If I had those timber Id cut them in half long ways so they aren’t so thick.
Good Luck

-- Aj

View woodbutcherbynight's profile

woodbutcherbynight

6297 posts in 3292 days


#8 posted 09-23-2020 02:34 PM

Few suggestions.
1. The circled board is going to piss you off and generally be a Royal pain in your neck FOREVER.

2. 8×8’s for a coffee table? What activities do you plan for the table? Holding elephants? LOL

3. Being new to woodworking I always suggest smaller projects. My Grandfather told me we learned to crawl first, not run marathons.

4. You don’t need exotic woods to produce a functional piece of furniture that looks great. Plywood with some edge banding will make a beautiful top for a coffee table and last a long time. Small enough project that you can be successful without dealing with wood splitting and wood movement right off the start.

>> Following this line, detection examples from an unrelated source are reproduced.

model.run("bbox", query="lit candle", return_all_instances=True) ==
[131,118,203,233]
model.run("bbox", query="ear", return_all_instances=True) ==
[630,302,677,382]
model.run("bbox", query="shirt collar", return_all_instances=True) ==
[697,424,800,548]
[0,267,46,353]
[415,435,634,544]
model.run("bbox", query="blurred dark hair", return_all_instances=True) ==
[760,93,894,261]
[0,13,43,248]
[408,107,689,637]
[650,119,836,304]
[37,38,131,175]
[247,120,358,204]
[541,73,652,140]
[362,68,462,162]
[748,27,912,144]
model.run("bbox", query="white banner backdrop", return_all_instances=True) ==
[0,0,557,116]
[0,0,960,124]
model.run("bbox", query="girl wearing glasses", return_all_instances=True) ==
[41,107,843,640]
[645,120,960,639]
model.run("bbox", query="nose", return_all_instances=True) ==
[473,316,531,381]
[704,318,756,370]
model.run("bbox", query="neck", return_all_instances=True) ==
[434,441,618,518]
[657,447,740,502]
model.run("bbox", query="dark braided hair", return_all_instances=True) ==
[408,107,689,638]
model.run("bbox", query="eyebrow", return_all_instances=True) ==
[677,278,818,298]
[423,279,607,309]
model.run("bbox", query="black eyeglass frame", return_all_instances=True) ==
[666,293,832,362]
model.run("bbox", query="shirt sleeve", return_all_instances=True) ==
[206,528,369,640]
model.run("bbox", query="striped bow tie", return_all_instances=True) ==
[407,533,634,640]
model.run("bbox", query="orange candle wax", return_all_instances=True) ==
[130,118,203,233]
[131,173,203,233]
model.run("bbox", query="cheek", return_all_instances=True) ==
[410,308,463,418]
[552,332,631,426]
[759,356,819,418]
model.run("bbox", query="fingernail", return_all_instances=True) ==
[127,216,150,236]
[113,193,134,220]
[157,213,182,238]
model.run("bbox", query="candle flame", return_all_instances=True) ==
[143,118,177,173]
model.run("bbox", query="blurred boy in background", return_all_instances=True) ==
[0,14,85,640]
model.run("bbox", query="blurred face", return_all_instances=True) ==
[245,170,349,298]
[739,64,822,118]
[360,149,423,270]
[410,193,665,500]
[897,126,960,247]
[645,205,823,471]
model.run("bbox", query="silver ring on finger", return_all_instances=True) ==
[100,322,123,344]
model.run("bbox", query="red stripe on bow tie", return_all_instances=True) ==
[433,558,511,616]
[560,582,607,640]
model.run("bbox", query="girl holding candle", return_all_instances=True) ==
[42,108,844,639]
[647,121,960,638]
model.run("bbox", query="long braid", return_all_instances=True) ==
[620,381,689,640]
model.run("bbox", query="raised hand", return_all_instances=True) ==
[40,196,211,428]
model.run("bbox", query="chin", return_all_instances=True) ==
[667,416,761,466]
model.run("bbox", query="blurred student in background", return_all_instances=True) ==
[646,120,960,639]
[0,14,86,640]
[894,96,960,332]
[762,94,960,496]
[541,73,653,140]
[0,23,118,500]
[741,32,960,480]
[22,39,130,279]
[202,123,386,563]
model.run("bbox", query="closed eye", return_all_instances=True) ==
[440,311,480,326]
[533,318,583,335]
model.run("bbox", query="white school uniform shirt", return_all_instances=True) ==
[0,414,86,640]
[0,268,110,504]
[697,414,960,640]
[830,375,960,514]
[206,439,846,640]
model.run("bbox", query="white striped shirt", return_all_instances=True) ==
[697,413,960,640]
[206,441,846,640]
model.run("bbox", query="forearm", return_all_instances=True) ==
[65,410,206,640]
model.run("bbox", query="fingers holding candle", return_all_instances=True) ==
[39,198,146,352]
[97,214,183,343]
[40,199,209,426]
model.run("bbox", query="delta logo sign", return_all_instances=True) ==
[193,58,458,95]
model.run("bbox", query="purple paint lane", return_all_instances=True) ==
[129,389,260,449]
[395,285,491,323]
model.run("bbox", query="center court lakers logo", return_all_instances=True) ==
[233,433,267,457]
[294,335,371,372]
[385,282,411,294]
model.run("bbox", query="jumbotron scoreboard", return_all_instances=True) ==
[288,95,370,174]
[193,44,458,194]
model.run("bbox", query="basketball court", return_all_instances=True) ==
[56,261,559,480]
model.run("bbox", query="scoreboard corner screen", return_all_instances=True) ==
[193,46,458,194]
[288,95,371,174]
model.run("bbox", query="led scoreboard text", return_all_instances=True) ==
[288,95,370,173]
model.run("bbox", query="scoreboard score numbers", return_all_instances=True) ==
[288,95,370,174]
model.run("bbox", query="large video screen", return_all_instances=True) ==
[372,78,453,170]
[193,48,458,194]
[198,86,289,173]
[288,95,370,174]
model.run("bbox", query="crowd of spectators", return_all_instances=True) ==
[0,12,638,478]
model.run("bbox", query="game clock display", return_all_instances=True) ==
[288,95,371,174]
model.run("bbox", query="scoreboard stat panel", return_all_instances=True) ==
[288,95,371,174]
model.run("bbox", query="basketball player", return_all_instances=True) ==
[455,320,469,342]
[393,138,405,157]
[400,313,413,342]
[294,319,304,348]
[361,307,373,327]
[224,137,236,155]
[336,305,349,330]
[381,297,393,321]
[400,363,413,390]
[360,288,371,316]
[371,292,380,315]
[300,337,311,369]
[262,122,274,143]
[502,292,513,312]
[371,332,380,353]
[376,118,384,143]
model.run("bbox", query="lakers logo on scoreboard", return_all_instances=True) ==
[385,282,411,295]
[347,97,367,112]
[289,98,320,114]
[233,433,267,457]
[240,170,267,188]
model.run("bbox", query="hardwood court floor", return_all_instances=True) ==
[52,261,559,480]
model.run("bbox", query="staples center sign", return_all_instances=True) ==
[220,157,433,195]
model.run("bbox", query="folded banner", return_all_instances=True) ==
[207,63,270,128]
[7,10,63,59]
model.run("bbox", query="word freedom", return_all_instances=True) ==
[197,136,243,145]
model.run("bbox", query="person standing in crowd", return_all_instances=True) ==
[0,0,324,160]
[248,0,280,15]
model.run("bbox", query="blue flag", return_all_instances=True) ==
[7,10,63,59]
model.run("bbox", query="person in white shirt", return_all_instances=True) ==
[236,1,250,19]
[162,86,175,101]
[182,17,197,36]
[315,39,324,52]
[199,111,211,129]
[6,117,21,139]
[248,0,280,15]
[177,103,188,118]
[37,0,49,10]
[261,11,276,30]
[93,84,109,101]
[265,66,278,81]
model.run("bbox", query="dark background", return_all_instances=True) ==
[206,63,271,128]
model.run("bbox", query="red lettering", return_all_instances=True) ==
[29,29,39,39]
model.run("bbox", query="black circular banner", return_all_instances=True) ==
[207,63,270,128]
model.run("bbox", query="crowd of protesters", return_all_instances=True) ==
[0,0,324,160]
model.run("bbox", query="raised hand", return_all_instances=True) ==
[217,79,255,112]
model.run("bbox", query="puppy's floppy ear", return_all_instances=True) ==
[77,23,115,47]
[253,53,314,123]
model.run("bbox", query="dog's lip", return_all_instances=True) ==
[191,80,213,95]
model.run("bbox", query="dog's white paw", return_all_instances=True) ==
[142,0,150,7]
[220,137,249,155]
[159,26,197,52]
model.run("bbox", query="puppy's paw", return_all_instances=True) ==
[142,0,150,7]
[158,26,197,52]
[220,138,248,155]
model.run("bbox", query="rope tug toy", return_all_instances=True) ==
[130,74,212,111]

Prove it? This was made with scrap plywood and pine edge banding.

5. Invest in some hand planes but know that too will take time and practice to get a smooth flat surface. Never mind the time and elbow grease.

-- Live to tell the stories, they sound better that way.

View controlfreak's profile

controlfreak

1293 posts in 484 days


#9 posted 09-23-2020 03:04 PM

I would put that starfish board in the middle but bandit is right, it looks like it is itching for a fight. If this is getting cut in the Livingroom then a hand saw is going to be your only option to not spread (as much) dust all over. May want to watch some You Tube on sawing techniques before starting.

View LeeRoyMan's profile

LeeRoyMan

1422 posts in 609 days


#10 posted 09-23-2020 03:27 PM



I would put that starfish board in the middle but bandit is right, it looks like it is itching for a fight. If this is getting cut in the Livingroom then a hand saw is going to be your only option to not spread (as much) dust all over. May want to watch some You Tube on sawing techniques before starting.

- controlfreak

Bandit?

Just an idea,
Route in some 2 or 3” wide iron straps to go across the top and down the sides,
about 6” in from each side and put 1 in the middle.